America is sick. In fact we are malnutritioned. According to the CDC in their 2009 report, only 14% of adults and 9.5% of teens are eating the daily recommended fruits and vegetables, 25 million Americans have diabetes and on any given day 46% of people will not eat one fruit, 24% not one dairy product and 18% not one vegetable.

In 1977, Dr Mertz, U.S. Department of Agriculture in a  1977 Statement to Congress said, “ In the future, we will not be able to rely anymore on our premise that the consumption of a varied balanced diet will provide all the essential trace elements, because such a diet will be difficult for millions to obtain.”  The future is here.

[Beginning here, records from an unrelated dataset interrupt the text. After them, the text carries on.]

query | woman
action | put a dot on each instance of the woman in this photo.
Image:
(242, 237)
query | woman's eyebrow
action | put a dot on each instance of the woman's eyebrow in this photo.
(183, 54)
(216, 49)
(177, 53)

Soil mineral depletion has left the efforts of those who try to eat well, lacking. The companies that make the most toxic chemicals are growing our food.  Herbicides, pesticides and fungicides, with a substantial dose of chemical fertilizer have made pretty but dangerously deceiving food. Lacking in vitamins and minerals, the crop yield may be 80% higher in product but equally lower in nutritional value. And don’t even get me started on GMO foods! That’s already been ranted about in my article about this growing form of Frankenfood. The sad truth is….

Farmers get paid by volume, not nutritional value.

So there lies the problem. It all looks normal but totally lacking in nutritional value. Retarded in its ability to feed our body, we eat but are still starved.  If this isn’t an incentive to try to grow some of our own food, I don’t know what is!

While high scale gardening is not possible for most Americans, what can we do?

  1. Eat locally grown food from organic farmers. Organic farmers fertilize naturally, using composted matters, manure and living by-products. Next time you catch a whiff of manure in the air, don’t curse the farmer for making the air stink, but thank him for feeding his soil, naturally.
  2. Shop at your local Farmer’s Markets. Call your county Extension office to locate one near you.  If you can’t find organic food, locally raised is best.  Small hobby farmers tend to use more natural approaches using manure to fertilize and more benign forms of pest control. This goes for produce, meats and dairy products, as well.  Ask before you buy.
  3. Provide your body with minerals and nutrients through supplements.  Only two vitamins, Vitamin D and B12  can even be obtained outside what we eat, and even with that, you need to have the other nutrients in healthy measure to stimulate the ability to assimilate them all. Since most vitamins and minerals cannot be stored, some leaving within hours and some in a day or so, supplementing directly is the only other option. Skip any of the vitamins you can buy retail, off the shelf. Companies that sell through direct selling or network marketing put a lot of money into research and make the very best product they can so that you become brand loyal. One company, who has more patented products than any other company and who’s supplements have been applauded by JAMA stated the over the counter brands  were worthless and most are eliminated whole and challenged any of them to prove them wrong. To this date, not one has. Not one peep, lawsuit or defense.  Email me for information on this wellness company.

Two time Nobel Prize winner Linus Pauling stated that “You can trace every sickness, every disease, and every ailment to a mineral deficiency.”

It is this understanding and the pioneer spirit that made me a backyard homesteader. It’s time to be well and it’s not as complicated as you might think.